Funny that, in our social media age where we all share so much of ourselves, rarely do we share our vulnerability. We post our smiling vacation pictures and brag about our kids and express our deep political convictions in sometimes strident, shrill terms. But I think that often it’s our vulnerabilities, not our strengths, that make people gravitate toward us and allow them to trust us. I think that that’s part of what Paul meant in 2 Corinthians 12, when he told us that God’s power is made perfect in weakness. Rogers’ knew that, too. Our weaknesses open the door to fellowship. And that’s where strength is found.
He was devout. Rogers was an ordained minister, and throughout Neighbor we hear how Mister Rogers’ Neighborhood was his pulpit. He preached from his fake television house and told his young viewers that they were loved just as they were—but they still needed to learn and grow, too. And that brings us to, perhaps, Rogers’ most powerful, enduring message.
He believed in us all. That feels like a strong statement, but I don’t think it’s a stretch. Rogers believed in us all. He believed that all of us—young and old—were worthy of love. We were lovable.
Love is at the root of everything,” he says in the film. “All learning, all relationships. Love, or the lack of it.”
Neighbor tells us that some of his critics took Rogers’ message of self-love and self-acceptance as his license to coddle a generation. They equate Rogers’ open-handedness to a baseball game where no one keeps score.
But Junlei Li, a professor of psychology and human development and co-director of the Fred Rogers Center, says that Rogers was simply expressing—embracing—a cornerstone of Christian belief: “You are the beloved son or daughter of God.”

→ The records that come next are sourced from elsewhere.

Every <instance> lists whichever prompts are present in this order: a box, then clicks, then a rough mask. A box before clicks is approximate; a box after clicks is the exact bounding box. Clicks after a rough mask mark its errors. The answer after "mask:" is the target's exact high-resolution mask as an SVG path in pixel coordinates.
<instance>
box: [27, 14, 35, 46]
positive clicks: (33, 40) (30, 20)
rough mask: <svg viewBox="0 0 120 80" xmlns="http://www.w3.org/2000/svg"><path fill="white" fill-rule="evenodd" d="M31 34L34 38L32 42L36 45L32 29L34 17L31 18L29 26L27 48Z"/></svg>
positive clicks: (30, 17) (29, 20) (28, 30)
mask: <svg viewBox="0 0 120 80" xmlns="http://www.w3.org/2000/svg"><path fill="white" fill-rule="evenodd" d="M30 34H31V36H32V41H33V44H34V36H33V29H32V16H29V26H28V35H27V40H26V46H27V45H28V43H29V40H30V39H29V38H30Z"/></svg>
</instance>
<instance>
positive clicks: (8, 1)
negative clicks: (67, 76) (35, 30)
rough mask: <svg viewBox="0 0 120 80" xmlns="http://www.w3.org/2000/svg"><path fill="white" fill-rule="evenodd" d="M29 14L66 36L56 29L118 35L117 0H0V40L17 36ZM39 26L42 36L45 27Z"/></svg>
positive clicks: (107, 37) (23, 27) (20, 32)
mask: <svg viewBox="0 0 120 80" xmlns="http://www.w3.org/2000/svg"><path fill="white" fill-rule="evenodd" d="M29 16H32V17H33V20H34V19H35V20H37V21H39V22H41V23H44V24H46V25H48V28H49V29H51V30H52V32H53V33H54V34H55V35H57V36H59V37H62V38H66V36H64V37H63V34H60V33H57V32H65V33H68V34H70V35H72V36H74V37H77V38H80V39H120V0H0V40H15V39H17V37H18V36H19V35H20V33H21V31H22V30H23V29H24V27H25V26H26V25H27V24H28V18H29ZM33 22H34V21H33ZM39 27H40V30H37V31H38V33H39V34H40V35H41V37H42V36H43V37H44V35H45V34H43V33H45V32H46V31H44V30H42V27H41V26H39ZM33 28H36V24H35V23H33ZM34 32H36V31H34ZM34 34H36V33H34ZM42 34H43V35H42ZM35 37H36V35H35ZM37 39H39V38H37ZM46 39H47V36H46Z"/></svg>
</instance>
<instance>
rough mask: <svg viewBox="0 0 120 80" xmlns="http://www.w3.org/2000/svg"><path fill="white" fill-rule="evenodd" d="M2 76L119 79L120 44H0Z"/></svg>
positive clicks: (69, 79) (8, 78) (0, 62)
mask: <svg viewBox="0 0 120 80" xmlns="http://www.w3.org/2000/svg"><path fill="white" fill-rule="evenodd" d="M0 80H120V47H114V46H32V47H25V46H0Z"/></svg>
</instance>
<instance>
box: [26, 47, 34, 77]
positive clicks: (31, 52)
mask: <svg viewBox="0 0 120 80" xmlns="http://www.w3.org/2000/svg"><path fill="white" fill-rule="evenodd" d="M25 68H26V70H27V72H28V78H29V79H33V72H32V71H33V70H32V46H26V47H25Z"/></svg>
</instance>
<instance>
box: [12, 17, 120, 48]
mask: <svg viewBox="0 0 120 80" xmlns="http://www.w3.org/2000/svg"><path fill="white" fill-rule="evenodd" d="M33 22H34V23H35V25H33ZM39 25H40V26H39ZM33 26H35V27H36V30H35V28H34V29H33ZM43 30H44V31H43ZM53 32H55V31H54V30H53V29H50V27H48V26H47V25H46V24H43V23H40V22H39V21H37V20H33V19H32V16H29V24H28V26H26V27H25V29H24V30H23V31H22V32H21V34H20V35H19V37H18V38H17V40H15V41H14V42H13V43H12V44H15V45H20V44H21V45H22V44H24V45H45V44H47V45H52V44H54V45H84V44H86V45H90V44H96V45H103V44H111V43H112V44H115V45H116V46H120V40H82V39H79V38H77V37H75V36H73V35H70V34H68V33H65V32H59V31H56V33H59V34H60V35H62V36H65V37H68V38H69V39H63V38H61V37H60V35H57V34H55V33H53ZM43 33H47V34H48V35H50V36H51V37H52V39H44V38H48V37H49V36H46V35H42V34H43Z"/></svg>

God loves His children unconditionally. He loves them, in Rogers’ own words, just the way we are. That doesn’t mean we should stop learning and growing, any more than Rogers’ thought his young viewers would be better off without learning to read or count or tie their shoes. We can always be better. We can, and should, always improve, as much as our skills and gifts allow us to. But it’s not a condition of God’s love. That love is constant—more than the sun or moon or stars.
Mister Rogers showed us what that love looks like. He shaped countless children who can, and perhaps should, speak into a world that very much needs Rogers-like wisdom.

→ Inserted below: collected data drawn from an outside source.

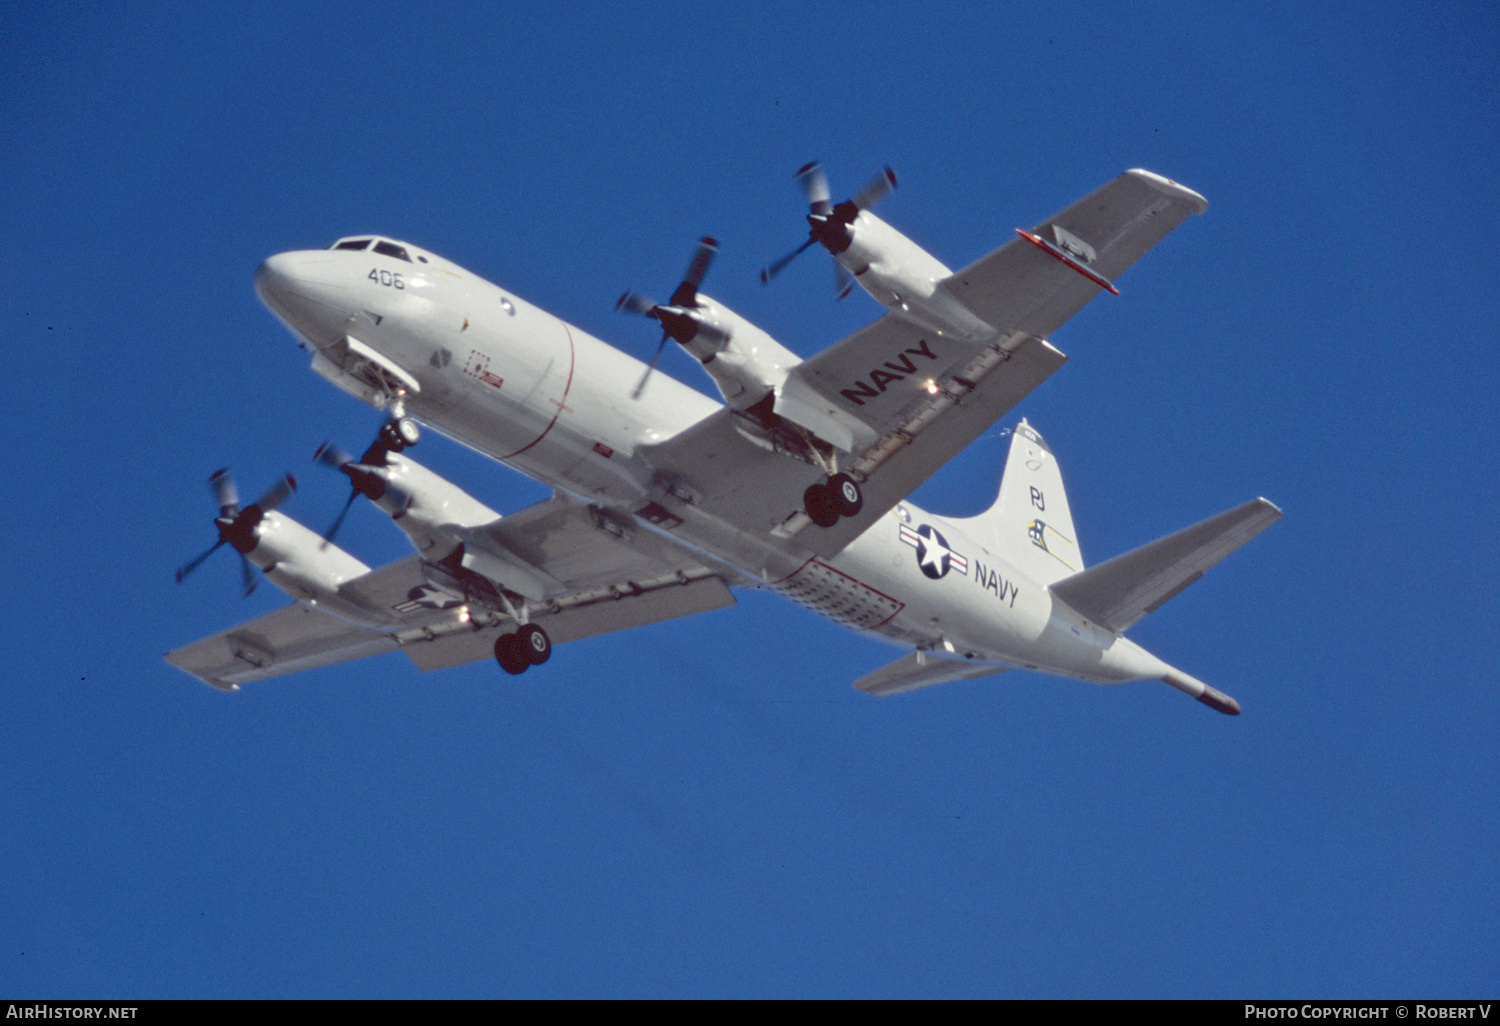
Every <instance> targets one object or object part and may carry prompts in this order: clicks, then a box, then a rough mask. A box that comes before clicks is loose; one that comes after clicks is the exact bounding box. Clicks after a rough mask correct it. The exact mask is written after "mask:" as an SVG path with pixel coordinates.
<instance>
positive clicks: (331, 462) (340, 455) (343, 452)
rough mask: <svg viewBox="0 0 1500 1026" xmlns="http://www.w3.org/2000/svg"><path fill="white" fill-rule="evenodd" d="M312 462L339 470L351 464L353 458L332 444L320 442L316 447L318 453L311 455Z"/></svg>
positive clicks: (342, 450) (352, 462) (343, 450)
mask: <svg viewBox="0 0 1500 1026" xmlns="http://www.w3.org/2000/svg"><path fill="white" fill-rule="evenodd" d="M312 462H315V463H323V465H324V466H332V468H333V469H341V468H342V466H344V465H345V463H353V462H354V458H353V456H350V455H348V453H347V452H344V450H342V449H339V447H338V446H335V444H333V443H323V444H321V446H318V452H315V453H314V455H312Z"/></svg>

Fred Rogers died in 2003. He never knew a world with Facebook or the iPhone, with ISIS or the #MeToo movement or Donald Trump as President.
But as Won’t You Be My Neighbor suggests, Rogers—his wisdom, his heart, his gentle bravery—is very much needed in this world of ours. Our nation turns its lonely eyes to him.
Even though he’s gone, Rogers gave many of us some powerful, beautiful lessons. And maybe it’s up to us to now be the heroes that he taught us to be.